Sevilla, en los tiempos de Cervantes
Cinco de la mañana. Una
palabra me ha llevado hasta Sevilla. Aprovecho y saludo a mi querido amigo
Miguel Veyrat, quien ya debe haber retornado de la Plaza del Pan, después de su habitual desayuno en el Europa. Todo vino por un libro en el que
encontré este párrafo ducal (ya se verá por qué es ducal) que me hace ser
vicariamente un jándalo (esa es la palabra). Lo soy por mi amigo y por autores, también adorables,
que han sido gustosamente jándalos. Copio:
Se asombraba Lope de Vega de ver cómo se arañan y desgreñan
las Musas Castellanas con las Andaluzas. Tan lamentable espectáculo no ha
dejado aún, por desgracia, de representarse. Yo mismo he sido testigo
principalísimo, en fecha reciente y con ocasión de un certamen de nombradía, de
los ataques norteños a un poeta andaluz, cuya obra es de una belleza
independiente, inesquivablemente ejemplar. Hay, sin embargo, casos muy señalados
y venturosos de santanderinos, en quienes llegó a arraigar un hondo amor, con
obras que son frutos, por Andalucía y, sobre todo, por Sevilla. Es para mí una
pretensión honrosa alistarme modestamente, aunque sin mezcla alguna de
mediocridad, en esa falange literaria de los jándalos de corazón.
Aunque la palabra
palabra “falange” me haga momentáneo ruido, la otra (“jándalo”) lo borra por
completo.
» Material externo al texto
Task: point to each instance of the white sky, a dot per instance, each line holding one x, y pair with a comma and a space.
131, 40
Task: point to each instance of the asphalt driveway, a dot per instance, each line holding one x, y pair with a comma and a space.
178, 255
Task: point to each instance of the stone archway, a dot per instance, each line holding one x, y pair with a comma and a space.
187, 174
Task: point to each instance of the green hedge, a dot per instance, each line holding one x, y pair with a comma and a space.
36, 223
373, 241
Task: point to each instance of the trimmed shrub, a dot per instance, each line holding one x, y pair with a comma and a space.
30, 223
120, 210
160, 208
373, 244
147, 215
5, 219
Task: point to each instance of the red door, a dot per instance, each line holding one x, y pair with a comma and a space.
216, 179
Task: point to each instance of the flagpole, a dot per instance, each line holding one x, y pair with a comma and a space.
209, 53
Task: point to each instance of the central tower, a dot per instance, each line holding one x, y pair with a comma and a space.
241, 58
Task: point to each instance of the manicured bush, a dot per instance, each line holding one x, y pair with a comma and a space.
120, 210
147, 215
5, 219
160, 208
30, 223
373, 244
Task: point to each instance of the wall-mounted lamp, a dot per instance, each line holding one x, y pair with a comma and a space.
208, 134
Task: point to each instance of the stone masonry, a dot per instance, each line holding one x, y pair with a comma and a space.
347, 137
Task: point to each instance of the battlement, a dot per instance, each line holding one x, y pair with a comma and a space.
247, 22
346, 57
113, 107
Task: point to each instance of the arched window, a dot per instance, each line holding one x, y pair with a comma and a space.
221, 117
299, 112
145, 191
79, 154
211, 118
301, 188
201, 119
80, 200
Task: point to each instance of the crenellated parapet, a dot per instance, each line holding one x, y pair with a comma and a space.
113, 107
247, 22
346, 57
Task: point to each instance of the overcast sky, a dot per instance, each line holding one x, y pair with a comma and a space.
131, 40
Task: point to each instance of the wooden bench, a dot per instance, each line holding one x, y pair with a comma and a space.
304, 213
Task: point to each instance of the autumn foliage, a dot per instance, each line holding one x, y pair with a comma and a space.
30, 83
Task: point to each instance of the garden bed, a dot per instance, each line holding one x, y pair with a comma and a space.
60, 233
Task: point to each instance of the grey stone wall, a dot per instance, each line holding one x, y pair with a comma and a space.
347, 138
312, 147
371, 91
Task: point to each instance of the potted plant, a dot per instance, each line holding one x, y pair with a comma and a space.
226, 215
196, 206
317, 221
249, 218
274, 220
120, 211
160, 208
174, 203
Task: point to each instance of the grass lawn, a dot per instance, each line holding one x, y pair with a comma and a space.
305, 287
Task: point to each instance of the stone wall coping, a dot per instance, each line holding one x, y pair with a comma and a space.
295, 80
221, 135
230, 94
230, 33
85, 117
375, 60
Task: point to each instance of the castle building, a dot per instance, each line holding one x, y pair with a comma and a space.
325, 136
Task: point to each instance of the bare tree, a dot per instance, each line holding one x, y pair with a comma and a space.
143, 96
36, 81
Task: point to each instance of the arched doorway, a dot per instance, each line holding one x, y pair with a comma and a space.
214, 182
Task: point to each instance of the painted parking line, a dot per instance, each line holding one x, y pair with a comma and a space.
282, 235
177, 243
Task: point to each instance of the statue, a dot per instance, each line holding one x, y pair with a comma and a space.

Además, Jesús Aguirre, Duque de Alba (de él se trata), va a citar de
inmediato los versos de un santanderino, que también era músico:
LUZ DE SEVILLA
Ciudad donde nació y vive
mi otro yo; mi yo de enfrente,
que de tanto vivirla,
no envejece.
(Gerardo Diego, El
jándalo).
Así que inicio este
noviembre por sevillanas literarias, bajo el cielo arrumazado de Barquisimeto.